Cornealious "Mike" Anderson opened the door to his Missouri home one afternoon nine months ago and found a SWAT team waiting for the chance to correct a decades-old clerical error that allowed Anderson to avoid a stiff prison sentence.
In 1999, Anderson and another man, brandishing a BB gun, robbed a Burger King store manager as the employee was taking the day’s profit into the restaurant’s safe. The pair could have gotten away with it if a witness hadn’t reported their license plate number to police, who promptly identified Anderson and arrested him in connection with the crime.
He was released on bail and allowed to remain free until a number of appeals were resolved. Anderson’s efforts were denied, though, and a judge ordered that his bail be revoked. In what the Missouri Department of Corrections now explains as a clerical error, Anderson was never re-arrested.
Anderson used his get-out-of-jail-free card to get married, have four children, and start a carpentry business while building his own home.
His good luck ran out nine months ago when the Department of Corrections was preparing for Anderson’s release, only to realize he had never been locked up as intended. Anderson – who told This American Life that in the back of his mind he was always nervous about the future – was greeted at his door by Missouri police, who allowed the former criminal to explain the situation to his family by phone on the way to prison.
Friends and family told St. Louis’ Riverfront Times, which first broke the story last year, that Anderson is a loving, church-going father who coaches football and could have escaped the state or even the country but chose not to. Anderson’s attorneys have filed a petition for his release, arguing that if the true goal of the correction system is rehabilitation, than the notion that Anderson must still serve his 13-year sentence constitutes “cruel and unusual punishment.”
A similar petition has already attracted over 20,000 signatures on Change.org, with organizers calling on Attorney General Chris Koster to recognize that Anderson’s children may grow up without him because “the State of Missouri dropped the ball.”

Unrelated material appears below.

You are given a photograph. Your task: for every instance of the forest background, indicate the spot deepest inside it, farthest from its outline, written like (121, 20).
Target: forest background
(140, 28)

“I don’t have any clue what happens now,” Michael Wolff, dean of the St. Louis University School of Law and former chief justice of the Missouri Supreme Court, told the Riverfront Times.
“I can see that a person wouldn’t want to call up and say, ‘Remember me? I owe you thirteen years,’ and then the real question is, should we take into account the fact that he apparently has been a good citizen?”
Even the Burger King manager who was robbed at gunpoint has spoken out in favor of Anderson’s freedom, although Attorney General Koster filed a petition to deny his release.
Yet Koster, in the court motion filed Tuesday, cited a similar case in which another convict who was improperly released argued that he should be credited for time served because the state was at fault for the mistake. The trial court in the case agreed, permitting the inmate (also named Anderson, coincidentally) to be considered for parole. That precedent, Koster noted, could have major implications for Mike Anderson.
“If this Court accepts the facts as set out in this pleading, the Director takes no position on whether this Court should declare Anderson entitled to credit on his sentence from the time the opinion issues in his direct appeal,” the prosecutor wrote.
“If the Court grants time served from the issuance of the opinion in 2002, Anderson would have served his 11.5-year mandatory-minimum prison term under Mo. Rev. Stat. 558.019 and 571.015 and be immediately eligible for parole consideration.”